Não há ninguém que tenha driblado tanto ao longo do Campeonato Brasileiro como Michael, 23.
Dono de um repertório que parece inesgotável —foram 94 dribles, sendo 74,5% deles bem-sucedidos de acordo com o Footstats–, o atacante do Goiás é um especialista no fundamento.

Para sorte do Palmeiras, adversário do clube de Goiânia nesta quinta-feira (5), ele está suspenso por acúmulo de cartões amarelos.

Ele também tem acumulado gols. Autor de nove na competição e um dos favoritos ao prêmio de revelação, concedido pela CBF (Confederação Brasileira de Futebol) em cerimônia que ocorrerá na próxima segunda-feira (9), Michael já driblou bem mais do que adversários.

Ele superou o vício em bebidas alcoólicas, cigarro, drogas e até mesmo o risco de perder a própria vida pelo envolvimento com o tráfico. “Eu sou um milagre”, disse o jogador à TV Goiás, canal oficial do clube. A frase, por sinal, é a que mais repete em entrevistas.

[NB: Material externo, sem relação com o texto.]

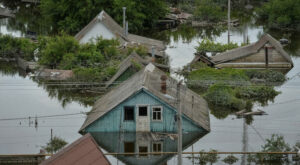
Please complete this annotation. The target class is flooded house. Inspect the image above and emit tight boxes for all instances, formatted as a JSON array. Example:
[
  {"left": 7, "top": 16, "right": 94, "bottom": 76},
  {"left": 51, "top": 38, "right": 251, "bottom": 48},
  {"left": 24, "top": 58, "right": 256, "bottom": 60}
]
[
  {"left": 192, "top": 34, "right": 293, "bottom": 69},
  {"left": 91, "top": 131, "right": 207, "bottom": 165},
  {"left": 79, "top": 63, "right": 210, "bottom": 133},
  {"left": 105, "top": 52, "right": 169, "bottom": 88},
  {"left": 41, "top": 133, "right": 110, "bottom": 165},
  {"left": 74, "top": 10, "right": 166, "bottom": 58}
]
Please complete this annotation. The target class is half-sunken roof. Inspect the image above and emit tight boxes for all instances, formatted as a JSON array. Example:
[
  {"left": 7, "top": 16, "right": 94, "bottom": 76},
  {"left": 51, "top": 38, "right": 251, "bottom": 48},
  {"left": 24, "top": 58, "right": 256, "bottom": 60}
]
[
  {"left": 105, "top": 52, "right": 169, "bottom": 88},
  {"left": 41, "top": 133, "right": 110, "bottom": 165},
  {"left": 74, "top": 10, "right": 166, "bottom": 56},
  {"left": 211, "top": 34, "right": 293, "bottom": 65},
  {"left": 80, "top": 63, "right": 210, "bottom": 132}
]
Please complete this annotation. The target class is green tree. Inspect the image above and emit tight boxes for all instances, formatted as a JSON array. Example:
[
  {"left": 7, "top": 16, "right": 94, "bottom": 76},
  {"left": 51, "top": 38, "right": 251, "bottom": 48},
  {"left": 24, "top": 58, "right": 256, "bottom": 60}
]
[
  {"left": 40, "top": 0, "right": 168, "bottom": 34},
  {"left": 43, "top": 136, "right": 68, "bottom": 153},
  {"left": 194, "top": 0, "right": 225, "bottom": 22},
  {"left": 256, "top": 0, "right": 300, "bottom": 30},
  {"left": 222, "top": 155, "right": 238, "bottom": 165}
]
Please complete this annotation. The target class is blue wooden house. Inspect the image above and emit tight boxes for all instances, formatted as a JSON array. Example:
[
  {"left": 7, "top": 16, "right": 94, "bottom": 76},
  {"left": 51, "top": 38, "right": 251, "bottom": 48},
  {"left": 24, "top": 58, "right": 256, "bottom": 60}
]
[{"left": 79, "top": 64, "right": 210, "bottom": 133}]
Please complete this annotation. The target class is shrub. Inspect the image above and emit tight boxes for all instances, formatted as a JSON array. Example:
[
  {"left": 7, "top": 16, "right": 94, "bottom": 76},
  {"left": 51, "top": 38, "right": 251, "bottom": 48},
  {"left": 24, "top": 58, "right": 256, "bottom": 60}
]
[
  {"left": 196, "top": 39, "right": 239, "bottom": 53},
  {"left": 235, "top": 86, "right": 280, "bottom": 101},
  {"left": 42, "top": 136, "right": 68, "bottom": 153},
  {"left": 245, "top": 69, "right": 286, "bottom": 85}
]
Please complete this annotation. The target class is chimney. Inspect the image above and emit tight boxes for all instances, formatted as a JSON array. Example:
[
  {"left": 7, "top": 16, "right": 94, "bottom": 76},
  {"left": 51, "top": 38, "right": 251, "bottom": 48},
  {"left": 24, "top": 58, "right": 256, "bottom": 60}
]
[
  {"left": 122, "top": 7, "right": 126, "bottom": 36},
  {"left": 151, "top": 46, "right": 155, "bottom": 62},
  {"left": 160, "top": 75, "right": 167, "bottom": 94}
]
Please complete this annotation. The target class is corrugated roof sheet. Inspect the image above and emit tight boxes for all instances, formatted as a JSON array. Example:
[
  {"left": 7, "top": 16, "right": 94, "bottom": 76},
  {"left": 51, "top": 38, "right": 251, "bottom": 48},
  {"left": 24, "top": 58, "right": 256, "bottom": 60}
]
[
  {"left": 41, "top": 133, "right": 110, "bottom": 165},
  {"left": 211, "top": 34, "right": 293, "bottom": 65},
  {"left": 80, "top": 63, "right": 210, "bottom": 132}
]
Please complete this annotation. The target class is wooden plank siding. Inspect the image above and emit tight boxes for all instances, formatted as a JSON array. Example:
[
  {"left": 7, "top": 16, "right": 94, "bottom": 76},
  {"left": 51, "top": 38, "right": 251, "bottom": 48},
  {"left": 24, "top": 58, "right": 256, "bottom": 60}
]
[{"left": 85, "top": 89, "right": 204, "bottom": 133}]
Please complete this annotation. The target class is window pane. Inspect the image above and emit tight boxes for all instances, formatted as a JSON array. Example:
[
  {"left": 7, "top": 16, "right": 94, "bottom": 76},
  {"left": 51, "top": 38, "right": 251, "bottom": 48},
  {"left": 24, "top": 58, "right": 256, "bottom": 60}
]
[
  {"left": 124, "top": 142, "right": 135, "bottom": 153},
  {"left": 157, "top": 112, "right": 161, "bottom": 120},
  {"left": 139, "top": 146, "right": 148, "bottom": 156},
  {"left": 124, "top": 106, "right": 134, "bottom": 121},
  {"left": 139, "top": 106, "right": 147, "bottom": 116}
]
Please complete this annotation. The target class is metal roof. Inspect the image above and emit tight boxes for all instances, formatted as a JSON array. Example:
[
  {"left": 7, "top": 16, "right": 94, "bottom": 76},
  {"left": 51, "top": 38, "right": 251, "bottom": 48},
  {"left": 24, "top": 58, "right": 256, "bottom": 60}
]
[
  {"left": 41, "top": 133, "right": 110, "bottom": 165},
  {"left": 211, "top": 34, "right": 293, "bottom": 65},
  {"left": 80, "top": 63, "right": 210, "bottom": 132}
]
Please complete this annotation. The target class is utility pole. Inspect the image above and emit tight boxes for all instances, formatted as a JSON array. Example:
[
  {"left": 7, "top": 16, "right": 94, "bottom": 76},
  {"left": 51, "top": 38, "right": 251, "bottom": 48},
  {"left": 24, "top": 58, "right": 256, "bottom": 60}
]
[
  {"left": 177, "top": 81, "right": 183, "bottom": 165},
  {"left": 51, "top": 128, "right": 53, "bottom": 156},
  {"left": 122, "top": 7, "right": 126, "bottom": 36},
  {"left": 228, "top": 0, "right": 231, "bottom": 44}
]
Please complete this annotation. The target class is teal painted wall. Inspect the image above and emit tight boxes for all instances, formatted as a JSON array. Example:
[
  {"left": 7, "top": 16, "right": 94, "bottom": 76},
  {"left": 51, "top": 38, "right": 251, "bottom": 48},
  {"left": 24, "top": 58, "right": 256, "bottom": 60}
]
[{"left": 86, "top": 89, "right": 204, "bottom": 133}]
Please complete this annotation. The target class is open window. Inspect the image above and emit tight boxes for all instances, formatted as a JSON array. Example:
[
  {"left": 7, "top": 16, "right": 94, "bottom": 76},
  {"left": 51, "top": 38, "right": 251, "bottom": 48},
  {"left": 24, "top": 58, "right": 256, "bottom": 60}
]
[
  {"left": 124, "top": 106, "right": 134, "bottom": 121},
  {"left": 152, "top": 106, "right": 162, "bottom": 121},
  {"left": 138, "top": 106, "right": 148, "bottom": 116},
  {"left": 138, "top": 146, "right": 148, "bottom": 157}
]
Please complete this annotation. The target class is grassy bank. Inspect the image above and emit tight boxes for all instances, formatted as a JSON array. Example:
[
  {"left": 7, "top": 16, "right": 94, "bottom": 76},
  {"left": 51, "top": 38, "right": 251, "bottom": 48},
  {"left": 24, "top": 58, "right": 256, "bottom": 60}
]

Michael, atacante do Goiás
O atacante Michael tem um histórico de problemas - Rosiron Rodrigues/Goiás EC

Michael chegou a Goiânia com apenas 15 anos. Natural de Poxoréu-MT, cidade de pouco mais de 17 mil habitantes, aceitou o convite do primo e da tia para tentar o sonho de virar jogador de futebol.

De baixa estatura (1,66 m) e chamado de peladeiro, termo utilizado para jogadores de futebol amador, acumulou reprovações em testes. Só do Goiânia Esporte Clube foi mandado embora quatro vezes. Bateu na porta de Vila Nova e Aparecida, ambos de Goiás, também sem sucesso. Acabou nos campos de várzea da periferia.

“Ele era um doido, fumava muito e bebia. Pagava R$ 20, às vezes R$ 30, para ele, mas chegava acabado muitas vezes, pois jogava por outros clubes na várzea. Depois, gastava tudo com pinga”, diz à Folha Daniel Elias de Oliveira, dono do Daniel Tripa FC, time de várzea.

Tudo indicava um fim precoce no futebol. Michael conta que quase foi morto seis vezes. Escapou por pouco de ser alvejado por tiros antes de tentar novamente.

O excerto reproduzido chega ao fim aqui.